Research Article | Open Access

Volume 2017 | Article ID 5202913 | https://doi.org/10.1155/2017/5202913

Genetic Variability of Exotic Sugarcane Genotypes

M. N. Alam,¹Ujjal Kumar Nath,²K. M. R. Karim,³M. M. Ahmed,¹and R. Y. Mitul²

Academic Editor: Shamsul Hayat

Received30 May 2017

Accepted11 Sept 2017

Published03 Dec 2017

Abstract

Sugarcane is the main sugar producing crop in Bangladesh. However, improvement of this crop through breeding is limited due to lack of genetic diversity. Therefore, genetic variability and diversity assessment are necessarily important for the foreign introduced materials. Experiment was conducted with 9 exotic sugarcane genotypes at Regional Station, Bangladesh Sugar Crop Research Institute, Gazipur, during 2012-13, following RCBD. Data were collected on different growth and yield contributing characters. Individual cane weight exhibited high genotypic coefficient of variation and phenotypic coefficient of variation. Leaf blade length, leaf blade width, fresh leaf weight, dried leaf weight, number of tillers, millable cane, bud size, cane diameter, internodes number, internode length, plant height, stalk length, brix%, and individual cane weight showed high heritability. Individual cane weight showed highly significant and positive correlation with cane diameter, internode length, and stalk length, whereas path coefficient analysis revealed that cane diameter had maximum positive direct effect on individual cane weight followed by internode length, number of tillers, and chlorophyll content. Results indicate that the genotypes should be selected on the basis of individual cane weight, cane diameter, and millable canes number for future breeding to get higher sugarcane yield in respect to juice and brix content.

1. Introduction

Sugarcane is the leading sugar producing crop in the world as well as in Bangladesh. It provides about 75% of the sugar harvested for human consumption [1, 2]. The average yield of sugarcane in Bangladesh is about 41.2 tons/hectare which is far below from the existing standard; therefore, possibilities could be exploited through collaboration among research stations and progressive growers [3]. Sugarcane is a long duration field crop which occupies the land up to 12–18 months for its maturity. It is considered as a time-consuming crop compared to other traditional field crops grown in Bangladesh. Therefore, sustainability of sugarcane cultivation in this country is threatened. To sustain sugarcane production and to improve the productivity, tolerance to biotic and abiotic stresses, nutrient management, and improved sugar recovery are of the major concerns. Development of varieties is important consideration that would be highly productive and tolerant against biotic and abiotic factors with the changing climate.

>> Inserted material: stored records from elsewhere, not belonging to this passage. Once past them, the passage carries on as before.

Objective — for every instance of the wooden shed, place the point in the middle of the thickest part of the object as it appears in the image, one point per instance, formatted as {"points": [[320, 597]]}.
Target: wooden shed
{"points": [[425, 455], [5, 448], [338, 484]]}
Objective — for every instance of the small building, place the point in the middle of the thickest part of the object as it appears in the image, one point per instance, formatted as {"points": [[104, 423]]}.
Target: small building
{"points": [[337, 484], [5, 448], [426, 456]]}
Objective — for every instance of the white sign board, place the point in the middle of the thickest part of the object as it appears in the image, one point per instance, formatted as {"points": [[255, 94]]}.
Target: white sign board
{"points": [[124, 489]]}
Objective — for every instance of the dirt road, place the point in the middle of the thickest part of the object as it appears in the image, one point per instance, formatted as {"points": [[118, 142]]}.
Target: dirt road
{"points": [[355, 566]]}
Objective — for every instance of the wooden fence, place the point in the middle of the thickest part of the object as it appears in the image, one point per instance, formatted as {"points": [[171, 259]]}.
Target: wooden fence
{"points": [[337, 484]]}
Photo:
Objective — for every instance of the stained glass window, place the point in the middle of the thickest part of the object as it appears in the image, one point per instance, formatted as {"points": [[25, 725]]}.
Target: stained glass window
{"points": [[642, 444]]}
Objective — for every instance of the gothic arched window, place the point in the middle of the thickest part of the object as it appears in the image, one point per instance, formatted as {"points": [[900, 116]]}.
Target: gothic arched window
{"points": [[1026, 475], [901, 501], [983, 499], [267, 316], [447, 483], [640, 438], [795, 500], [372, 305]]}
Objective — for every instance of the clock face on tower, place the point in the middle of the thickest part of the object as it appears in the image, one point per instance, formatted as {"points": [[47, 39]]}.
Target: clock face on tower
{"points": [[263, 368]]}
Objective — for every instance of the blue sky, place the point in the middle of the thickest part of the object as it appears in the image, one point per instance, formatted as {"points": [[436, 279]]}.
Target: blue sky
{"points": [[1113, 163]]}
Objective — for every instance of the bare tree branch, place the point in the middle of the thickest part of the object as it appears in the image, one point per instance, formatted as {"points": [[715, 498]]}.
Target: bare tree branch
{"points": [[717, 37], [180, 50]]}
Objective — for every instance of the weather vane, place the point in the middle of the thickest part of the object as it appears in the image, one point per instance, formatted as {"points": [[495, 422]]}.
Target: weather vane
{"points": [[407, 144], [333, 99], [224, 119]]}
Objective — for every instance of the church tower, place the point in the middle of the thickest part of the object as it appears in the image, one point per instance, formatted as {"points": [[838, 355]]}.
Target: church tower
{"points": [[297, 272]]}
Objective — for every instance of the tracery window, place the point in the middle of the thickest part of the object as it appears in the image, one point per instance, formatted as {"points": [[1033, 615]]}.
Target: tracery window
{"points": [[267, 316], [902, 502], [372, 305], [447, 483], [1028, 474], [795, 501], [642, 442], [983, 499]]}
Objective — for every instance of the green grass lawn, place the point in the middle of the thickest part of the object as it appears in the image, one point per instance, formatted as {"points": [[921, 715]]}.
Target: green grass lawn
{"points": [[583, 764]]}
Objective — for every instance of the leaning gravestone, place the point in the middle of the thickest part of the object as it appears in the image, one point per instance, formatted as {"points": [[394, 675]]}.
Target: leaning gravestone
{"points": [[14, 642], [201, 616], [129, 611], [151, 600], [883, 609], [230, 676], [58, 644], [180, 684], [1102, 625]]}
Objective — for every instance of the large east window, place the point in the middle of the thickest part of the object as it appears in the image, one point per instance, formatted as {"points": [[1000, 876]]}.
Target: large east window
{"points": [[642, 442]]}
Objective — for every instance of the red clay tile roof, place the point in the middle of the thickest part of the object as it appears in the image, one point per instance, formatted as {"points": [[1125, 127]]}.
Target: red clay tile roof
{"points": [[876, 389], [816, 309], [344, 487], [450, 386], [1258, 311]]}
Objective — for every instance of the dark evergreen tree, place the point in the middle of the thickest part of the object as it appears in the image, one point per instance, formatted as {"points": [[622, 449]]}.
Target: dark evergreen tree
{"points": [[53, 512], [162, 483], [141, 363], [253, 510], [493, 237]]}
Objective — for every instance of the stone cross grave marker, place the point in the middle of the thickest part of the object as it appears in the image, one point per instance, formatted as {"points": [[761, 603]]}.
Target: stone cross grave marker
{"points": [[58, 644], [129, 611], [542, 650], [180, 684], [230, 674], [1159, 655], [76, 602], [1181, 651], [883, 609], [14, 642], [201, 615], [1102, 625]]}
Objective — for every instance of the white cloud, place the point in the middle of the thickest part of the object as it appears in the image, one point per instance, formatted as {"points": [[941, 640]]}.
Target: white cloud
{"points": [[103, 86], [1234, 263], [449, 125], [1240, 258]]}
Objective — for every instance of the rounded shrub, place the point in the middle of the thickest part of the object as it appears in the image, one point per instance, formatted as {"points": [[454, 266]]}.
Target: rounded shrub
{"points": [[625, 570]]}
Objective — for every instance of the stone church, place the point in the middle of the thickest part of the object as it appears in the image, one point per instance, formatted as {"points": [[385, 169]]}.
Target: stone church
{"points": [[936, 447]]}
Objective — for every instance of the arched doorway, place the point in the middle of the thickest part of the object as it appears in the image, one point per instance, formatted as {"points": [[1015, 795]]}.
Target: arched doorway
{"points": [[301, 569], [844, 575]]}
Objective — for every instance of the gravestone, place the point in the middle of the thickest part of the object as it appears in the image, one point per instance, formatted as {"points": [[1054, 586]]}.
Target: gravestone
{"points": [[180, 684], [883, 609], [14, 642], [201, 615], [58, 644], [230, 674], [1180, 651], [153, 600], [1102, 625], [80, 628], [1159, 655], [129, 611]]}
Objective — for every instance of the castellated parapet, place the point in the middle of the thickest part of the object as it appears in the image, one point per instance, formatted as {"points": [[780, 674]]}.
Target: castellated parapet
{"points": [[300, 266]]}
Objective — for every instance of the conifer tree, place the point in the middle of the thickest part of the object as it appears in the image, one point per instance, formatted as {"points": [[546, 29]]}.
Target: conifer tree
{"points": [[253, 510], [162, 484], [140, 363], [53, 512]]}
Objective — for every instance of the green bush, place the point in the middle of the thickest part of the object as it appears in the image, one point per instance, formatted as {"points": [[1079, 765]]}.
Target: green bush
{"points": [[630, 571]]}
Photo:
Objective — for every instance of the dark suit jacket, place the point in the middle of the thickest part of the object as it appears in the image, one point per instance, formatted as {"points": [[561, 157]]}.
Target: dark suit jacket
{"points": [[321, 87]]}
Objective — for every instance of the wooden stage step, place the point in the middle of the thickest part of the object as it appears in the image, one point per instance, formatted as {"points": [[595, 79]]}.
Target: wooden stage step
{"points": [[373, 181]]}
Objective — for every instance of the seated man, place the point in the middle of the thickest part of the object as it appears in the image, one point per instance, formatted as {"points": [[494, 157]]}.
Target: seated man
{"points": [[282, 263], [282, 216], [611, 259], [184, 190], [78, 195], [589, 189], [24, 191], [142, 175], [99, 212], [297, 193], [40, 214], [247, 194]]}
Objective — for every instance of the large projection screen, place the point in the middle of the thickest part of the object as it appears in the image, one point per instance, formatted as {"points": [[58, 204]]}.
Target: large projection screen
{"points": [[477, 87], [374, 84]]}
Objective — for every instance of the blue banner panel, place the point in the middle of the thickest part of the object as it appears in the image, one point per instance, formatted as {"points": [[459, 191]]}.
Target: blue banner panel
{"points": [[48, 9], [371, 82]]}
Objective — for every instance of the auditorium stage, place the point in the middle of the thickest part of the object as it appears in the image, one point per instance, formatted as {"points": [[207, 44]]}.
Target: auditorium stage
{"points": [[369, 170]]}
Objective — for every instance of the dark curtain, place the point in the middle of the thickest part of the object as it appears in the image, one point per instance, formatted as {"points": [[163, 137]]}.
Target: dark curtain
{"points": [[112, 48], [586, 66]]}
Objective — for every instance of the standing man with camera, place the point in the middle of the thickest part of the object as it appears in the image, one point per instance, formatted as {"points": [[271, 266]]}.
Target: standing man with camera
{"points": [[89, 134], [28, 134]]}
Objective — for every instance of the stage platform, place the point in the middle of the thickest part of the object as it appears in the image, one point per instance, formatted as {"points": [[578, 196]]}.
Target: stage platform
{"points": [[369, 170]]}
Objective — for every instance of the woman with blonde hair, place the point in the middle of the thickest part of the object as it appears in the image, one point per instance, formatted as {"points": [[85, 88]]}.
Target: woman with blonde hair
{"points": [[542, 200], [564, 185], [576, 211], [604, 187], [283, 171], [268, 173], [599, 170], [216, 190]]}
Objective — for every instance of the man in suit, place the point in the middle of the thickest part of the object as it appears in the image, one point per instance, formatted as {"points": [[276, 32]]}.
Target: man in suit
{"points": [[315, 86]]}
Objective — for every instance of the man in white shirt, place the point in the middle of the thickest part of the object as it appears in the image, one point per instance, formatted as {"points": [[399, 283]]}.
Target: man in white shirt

Coefficients of variation with heritability as well as genetic advance are very essential to improve any trait of sugarcane because this would help in informing whether or not the desired objective can be achieved from the material [4]. Therefore, the objective of present study was to narrate the nature and extent of genetic variability and phenotypic and genotypic variability of sugarcane varieties in some exotic traits in Bangladesh.

2. Materials and Methods

The experiment was conducted at Regional Station, Bangladesh Sugar crop Research Institute, Gazipur, during 2012-13 cropping season under Madhupur Tract soil, following Randomized Completely Block Design (RCBD) with three replicates. Nine exotic genotypes of sugarcane, namely, GT11, GT15, GT17, VMC86-550, HoCP85-845, HoCP96-540, HoCP95-988, HoCP91-555, and CB45-3, were collected from Quarantine Station, Bangladesh Sugar Crop Research Institute, Gazipur. The two-eyed setts of each genotype were planted in 6 m × 5 m size plot. Line to line distance was 1 m and plot to plot was 2 m. Setts were placed in the furrow following end to end method. Data were collected on different growth and yield contributing characters. Intercultural operations like weeding, earthen-up, mulching, and irrigation were done as per required schedule. Leaf chlorophyll content (SPAD index) was estimated using a SPAD-502 plus chlorophyll meter [5]. The collected data were analyzed by different statistical software, namely. MSTAT-C [6], PLABSTAT, and STAR [7] program for variability and diversity analysis. Analysis of variance was performed using the Plant Breeding Statistical Program [8].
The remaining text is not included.